Procrastination: The Kryptonite of Purpose




Procrastination can be defined as delaying action that reflects purposeful leadership. It is the avoidance of actively completing a task that needs to be accomplished by a specified deadline. It is an intentional delay of expected behavior despite consequences.


Procrastination is an active choice to make something else a priority over the activity that should have an urgent focus. As a leader procrastination hinders you from maximizing your potential and may hinder a department or business from maximizing its profits.


I think it is safe to assume we all know that change is constant, and situations change like anything else. Lack of response can create more issues in the long run than responding would because the situation you are currently in will not remain stagnant. Once you do react, it could be in response to a completely different circumstance. And often, a culture that lacks urgency or leadership in the moment, delays the vision





Why Do Leaders Procrastinate?


· Pride/Ego gets in the way. Some leaders would rather save face. These types of leaders feel it’s easier not to ask for help in order to complete a task.

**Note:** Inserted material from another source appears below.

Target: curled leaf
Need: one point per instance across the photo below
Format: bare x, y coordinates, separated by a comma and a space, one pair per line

· Lack of buy-in, loyalty or commitment to the person who assigned the task or to what the task itself represents can result in procrastination.

· Lack of clarity regarding the vision, the goal or next steps minimizes urgency for action. If a leader is unsure of what to do next, the result may be inaction causing procrastination.






Lead with purpose.


· Only commit to what you can actually accomplish.

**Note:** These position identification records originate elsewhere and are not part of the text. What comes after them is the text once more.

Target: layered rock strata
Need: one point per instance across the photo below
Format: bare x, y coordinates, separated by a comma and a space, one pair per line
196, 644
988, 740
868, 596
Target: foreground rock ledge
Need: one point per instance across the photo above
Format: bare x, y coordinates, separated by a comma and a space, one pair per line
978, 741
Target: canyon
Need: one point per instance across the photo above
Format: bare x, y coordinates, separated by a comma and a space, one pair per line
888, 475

· Collaborate with others vs. attempting to do everything yourself.

· Be clear on what drives you and what drains you. This will help you pinpoint what falls into the categories of ownership vs. delegation.

· Break big goals down into smaller goals proactively and work on one at time so it doesn’t feel overwhelming.

· Schedule reminders for even the most minor of tasks. Audible alerts in your phone will help keep you on task.

· Create due dates for tasks associated to the end goal.

· Enlist an accountability partner to follow up with you

· Handle your toughest task, or the task you’re most likely to delay, at your peak time. You may be more productive early in the morning or right before lunch.

· Take advantage of a task management app.



At the end of the day, you have the ability to be successful through moments of frustration. Instead of beating yourself up for procrastinating, find the things that help you consistently meet your goals, and implement them into your daily and weekly routine. Use the learnings to combat the kryptonite, and lead with purpose.